Fiebertraum in der Welt der Farben

Am Samstag, 2. März steigt im W1 ein weiteres Konzert aus der Reihe „Happy Songs for Happy People“. Mit dabei: Wassermanns Fiebertraum, die aktuell am neuen Album arbeiten.

Etwa ein Jahr ist es her, dass Christian Uhrmann (Gitarre), Michael Lobesan (Gitarre), Peter Gröschl (Schlagzeug) und Reinhard „Reini“ Brücher (Bass) alias Wassermanns Fiebertraum ihr Erstlingswerk „Brandung“ veröffentlich haben. kult hat nachgefragt, was in den vergangenen Monaten bei den Post-Rockern los war und wie die Arbeit am neuen Album läuft.

„Wir waren natürlich viel unterwegs“, sagt Christian. „Haben coole Konzerte gespielt und super nette Bands getroffen.“ Aber eigentlich waren sie bald nach der Veröffentlichung des ersten Albums schon wieder mit der Arbeit am zweiten beschäftigt. Eins der Lieder, die für das neue Album geplant sind, soll „Waldblüte“ heißen. „Das hatten wir schon, bevor ‚Brandung‘ überhaupt draußen war“, sagt Michael. „Seit Mai 2012 haben wir immer mal wieder an neuen Ideen gefeilt.“

Neue Songs schreiben – das war für die Band nicht weniger wichtig, als andere Bands oder Veranstalter kennenzulernen. Und da stellt sich die Frage, ob das Neue nicht nur neu, sondern auch anders ist. „Das neue Album wird im Vergleich zu ‚Brandung‘ eindeutig fröhlicher, verspielter, lebensbejahender, ist aber trotzdem noch aus ‘nem melancholischen Holz geschnitzt“, weiß Michael. „Ich würde es auch als musikalisch vielfältiger bezeichnen“, sagt Christian. Vor allem, weil das Songwriting etwas anders und auch kooperativer stattgefunden habe. Peter erklärt: „Die Lieder sind mehr in der Zusammenarbeit bei den Proben entstanden, und nicht wie bei ‚Brandung‘ größtenteils aus der Feder vom Michael. Herausgekommen sind abwechslungsreichere Strukturen, ungewöhnlichere Taktarten und mehr Taktwechsel.“ Trotzdem kämen die Lieder aber „auf den Punkt“, sagt Michael. „Sie haben wieder einen eher poppigen Charakter. Zentrale Motive in den neuen Liedern sind Sehnsucht, Fernweh und Abenteuerlust. Das Verlangen, die Welt zu bereisen, Neuland zu betreten.“

Als „langes Herumexperimentieren“ beschreibt Reini diese Entwicklung. „Mit viel nachträglichen Veränderungen und Details.“ Und er verrät ein weiteres Experiment: den Einsatz von Synthesizern. Auch über „etwas mehr Stimme“ wird noch diskutiert – konkrete Details zum endgültigen Konzept möchten die vier aber noch nicht verraten. Nur so viel: Einen Namen für das Album gibt es schon: „Tauche die Welt in Farben“.

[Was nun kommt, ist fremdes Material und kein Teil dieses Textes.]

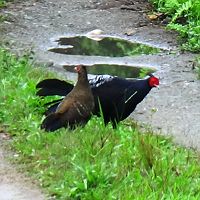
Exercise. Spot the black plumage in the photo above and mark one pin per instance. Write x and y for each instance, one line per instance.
(116, 96)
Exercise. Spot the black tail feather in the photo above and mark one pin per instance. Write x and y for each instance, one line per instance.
(52, 108)
(49, 87)
(52, 122)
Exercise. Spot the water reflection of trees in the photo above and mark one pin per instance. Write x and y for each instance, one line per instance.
(106, 47)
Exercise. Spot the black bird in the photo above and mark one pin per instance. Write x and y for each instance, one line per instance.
(76, 108)
(115, 97)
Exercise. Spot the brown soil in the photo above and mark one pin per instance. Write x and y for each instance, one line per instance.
(172, 110)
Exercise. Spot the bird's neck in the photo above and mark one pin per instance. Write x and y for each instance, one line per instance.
(82, 80)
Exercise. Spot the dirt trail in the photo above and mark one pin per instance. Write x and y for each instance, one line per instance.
(35, 23)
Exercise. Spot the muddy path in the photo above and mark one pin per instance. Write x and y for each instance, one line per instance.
(172, 110)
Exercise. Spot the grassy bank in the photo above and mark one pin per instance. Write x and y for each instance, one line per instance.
(185, 18)
(94, 162)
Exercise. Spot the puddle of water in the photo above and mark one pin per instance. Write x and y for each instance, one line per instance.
(122, 71)
(108, 46)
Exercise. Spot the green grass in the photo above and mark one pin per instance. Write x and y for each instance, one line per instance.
(196, 66)
(185, 18)
(94, 162)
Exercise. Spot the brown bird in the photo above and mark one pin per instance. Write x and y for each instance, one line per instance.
(76, 108)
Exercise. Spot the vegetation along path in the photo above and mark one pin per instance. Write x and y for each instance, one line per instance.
(172, 110)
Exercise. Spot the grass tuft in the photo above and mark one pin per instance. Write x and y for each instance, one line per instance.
(94, 162)
(185, 19)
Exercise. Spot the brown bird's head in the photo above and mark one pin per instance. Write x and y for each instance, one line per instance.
(80, 69)
(82, 74)
(153, 81)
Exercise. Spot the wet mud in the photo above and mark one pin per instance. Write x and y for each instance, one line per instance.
(173, 110)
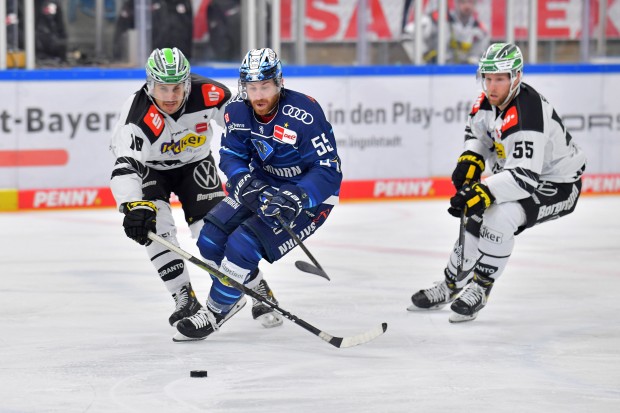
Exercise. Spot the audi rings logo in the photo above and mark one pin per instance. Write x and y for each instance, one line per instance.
(299, 114)
(206, 176)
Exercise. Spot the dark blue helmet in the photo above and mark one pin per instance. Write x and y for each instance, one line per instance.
(259, 65)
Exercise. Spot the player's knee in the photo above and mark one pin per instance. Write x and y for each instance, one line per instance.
(243, 249)
(195, 228)
(211, 242)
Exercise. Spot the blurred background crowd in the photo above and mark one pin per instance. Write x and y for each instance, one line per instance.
(120, 33)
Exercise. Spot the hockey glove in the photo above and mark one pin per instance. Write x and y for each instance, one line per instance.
(247, 190)
(468, 169)
(472, 199)
(140, 218)
(287, 203)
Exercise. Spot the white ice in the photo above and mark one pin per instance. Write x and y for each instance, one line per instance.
(84, 321)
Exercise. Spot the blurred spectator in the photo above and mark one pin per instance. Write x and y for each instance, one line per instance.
(172, 26)
(466, 39)
(50, 29)
(224, 23)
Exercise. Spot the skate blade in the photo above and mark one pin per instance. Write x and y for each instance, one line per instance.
(270, 320)
(181, 338)
(460, 318)
(413, 307)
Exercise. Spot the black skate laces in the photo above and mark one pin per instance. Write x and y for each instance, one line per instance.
(203, 318)
(473, 294)
(438, 293)
(181, 299)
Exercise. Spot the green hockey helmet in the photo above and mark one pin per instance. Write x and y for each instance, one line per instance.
(167, 66)
(502, 58)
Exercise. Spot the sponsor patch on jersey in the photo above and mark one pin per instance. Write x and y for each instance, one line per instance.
(499, 149)
(188, 141)
(477, 104)
(284, 135)
(201, 127)
(212, 94)
(510, 119)
(264, 150)
(154, 120)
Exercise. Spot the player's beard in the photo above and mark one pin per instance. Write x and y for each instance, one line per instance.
(264, 107)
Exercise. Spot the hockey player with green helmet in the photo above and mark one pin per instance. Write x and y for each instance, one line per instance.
(162, 145)
(534, 175)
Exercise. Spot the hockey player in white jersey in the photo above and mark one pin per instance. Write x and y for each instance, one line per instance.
(279, 154)
(535, 169)
(162, 144)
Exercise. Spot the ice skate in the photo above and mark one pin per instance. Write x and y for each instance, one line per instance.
(204, 322)
(434, 298)
(472, 300)
(186, 304)
(263, 313)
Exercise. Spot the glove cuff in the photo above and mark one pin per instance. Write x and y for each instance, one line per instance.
(130, 206)
(473, 158)
(234, 180)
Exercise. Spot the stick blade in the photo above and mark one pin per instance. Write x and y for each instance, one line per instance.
(363, 338)
(307, 267)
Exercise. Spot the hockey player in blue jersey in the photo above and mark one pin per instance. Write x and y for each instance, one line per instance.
(279, 155)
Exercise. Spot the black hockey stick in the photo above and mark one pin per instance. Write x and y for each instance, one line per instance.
(302, 265)
(460, 249)
(340, 342)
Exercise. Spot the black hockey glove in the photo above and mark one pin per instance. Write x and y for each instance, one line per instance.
(287, 203)
(247, 190)
(468, 169)
(140, 218)
(472, 199)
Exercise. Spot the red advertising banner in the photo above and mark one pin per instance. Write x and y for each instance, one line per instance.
(336, 20)
(351, 191)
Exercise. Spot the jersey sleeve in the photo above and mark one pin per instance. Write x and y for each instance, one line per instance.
(235, 148)
(129, 145)
(318, 149)
(477, 138)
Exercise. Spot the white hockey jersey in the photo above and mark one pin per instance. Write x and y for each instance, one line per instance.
(523, 145)
(144, 136)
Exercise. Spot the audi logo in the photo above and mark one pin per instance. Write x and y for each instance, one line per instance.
(298, 114)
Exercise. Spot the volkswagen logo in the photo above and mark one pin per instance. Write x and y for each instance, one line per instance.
(206, 176)
(298, 114)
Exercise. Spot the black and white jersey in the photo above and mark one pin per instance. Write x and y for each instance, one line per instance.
(144, 136)
(523, 145)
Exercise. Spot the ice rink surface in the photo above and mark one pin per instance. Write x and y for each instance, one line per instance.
(84, 321)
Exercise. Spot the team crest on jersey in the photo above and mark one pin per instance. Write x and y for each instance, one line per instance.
(154, 120)
(190, 140)
(285, 135)
(477, 104)
(510, 119)
(201, 127)
(499, 150)
(264, 150)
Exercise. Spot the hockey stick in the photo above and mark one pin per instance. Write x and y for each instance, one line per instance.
(340, 342)
(460, 252)
(302, 265)
(460, 249)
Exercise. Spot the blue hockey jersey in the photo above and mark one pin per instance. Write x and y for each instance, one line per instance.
(297, 146)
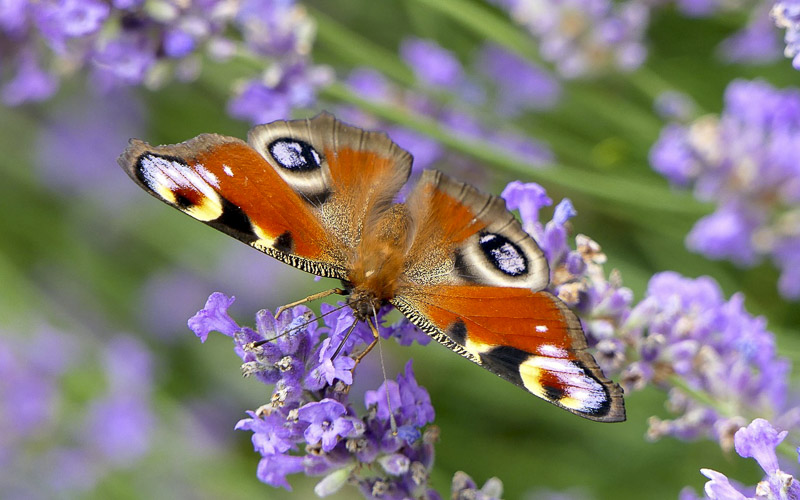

Ausgenommen dem musikalischen Konzept und dem Songwriting greifen Wassermanns Fiebertraum jedoch wieder auf Altbewährtes zurück: mit Felix Klee und Wolfgang Hinterdobler besteht die Zusammenarbeit im Bereich Design weiter. Zuständig für Mixing und Sounddesign ist Alex Szabados, Olman Viper mastert das Album. Im März geht’s für die Aufnahmen in ein Passauer Tonstudio. Der Termin für die Veröffentlichung ist allerdings noch nicht sicher, denn Wassermanns Fiebertraum sind auf der Suche nach einem Label.

Bis dahin können sich Fans mit einem Video zum Song „Jetzt oder Nie“ trösten. Oder ganz einfach am Samstag ins W1 gehen (Beginn 20.30 Uhr) und neben Sonson aus Göteborg und Lost My Gravity aus Regensburg auch Wassermanns Fiebertraum lauschen. Und Ohren auf: Denn manchmal findet auch eine neuer Song den Weg auf die Bühne!